For European organizations, this vulnerability poses a significant risk to the confidentiality of stored credentials managed by Devolutions Server. Unauthorized disclosure of passwords can lead to further compromise of internal systems, unauthorized access to critical infrastructure, and potential data breaches. Organizations in sectors such as finance, government, healthcare, and critical infrastructure that rely on Devolutions Server for privileged access management are particularly vulnerable. The exposure of credentials can enable attackers to move laterally within networks, escalate privileges, and access sensitive data or disrupt operations. Given the medium severity and the requirement of only low privileges, insider threats or compromised low-privilege accounts could exploit this vulnerability. The lack of known exploits currently provides a window for proactive mitigation, but the risk remains high if attackers develop exploit code. The impact is amplified in environments with complex nested data structures and extensive use of custom values in password lists.

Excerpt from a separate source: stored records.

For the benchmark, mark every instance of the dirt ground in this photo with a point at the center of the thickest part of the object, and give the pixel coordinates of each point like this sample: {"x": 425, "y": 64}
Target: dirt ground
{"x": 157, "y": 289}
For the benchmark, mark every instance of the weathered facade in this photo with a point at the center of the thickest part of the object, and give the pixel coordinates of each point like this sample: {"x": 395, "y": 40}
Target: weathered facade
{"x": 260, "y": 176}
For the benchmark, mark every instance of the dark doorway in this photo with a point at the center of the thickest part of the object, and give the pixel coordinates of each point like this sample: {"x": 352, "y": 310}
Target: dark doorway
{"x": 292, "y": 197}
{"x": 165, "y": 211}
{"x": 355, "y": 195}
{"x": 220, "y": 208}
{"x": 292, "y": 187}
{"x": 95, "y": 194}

To mitigate CVE-2025-12808, organizations should prioritize upgrading Devolutions Server to the latest patched version once released by the vendor, as no patch links are currently available. In the interim, restrict View-only user permissions to the minimum necessary scope and audit existing user roles to ensure no unnecessary access to sensitive nested data. Implement strict monitoring and logging of access to credential stores to detect anomalous access patterns. Employ network segmentation and multi-factor authentication to reduce the risk of compromised low-privilege accounts being leveraged. Conduct regular security reviews of access control policies within Devolutions Server configurations, focusing on nested data access. Additionally, consider compensating controls such as encrypting sensitive fields at rest and in transit, and limiting API or interface exposure to trusted networks. Educate administrators and users about the risks of credential exposure and enforce strong password hygiene and rotation policies to minimize potential damage.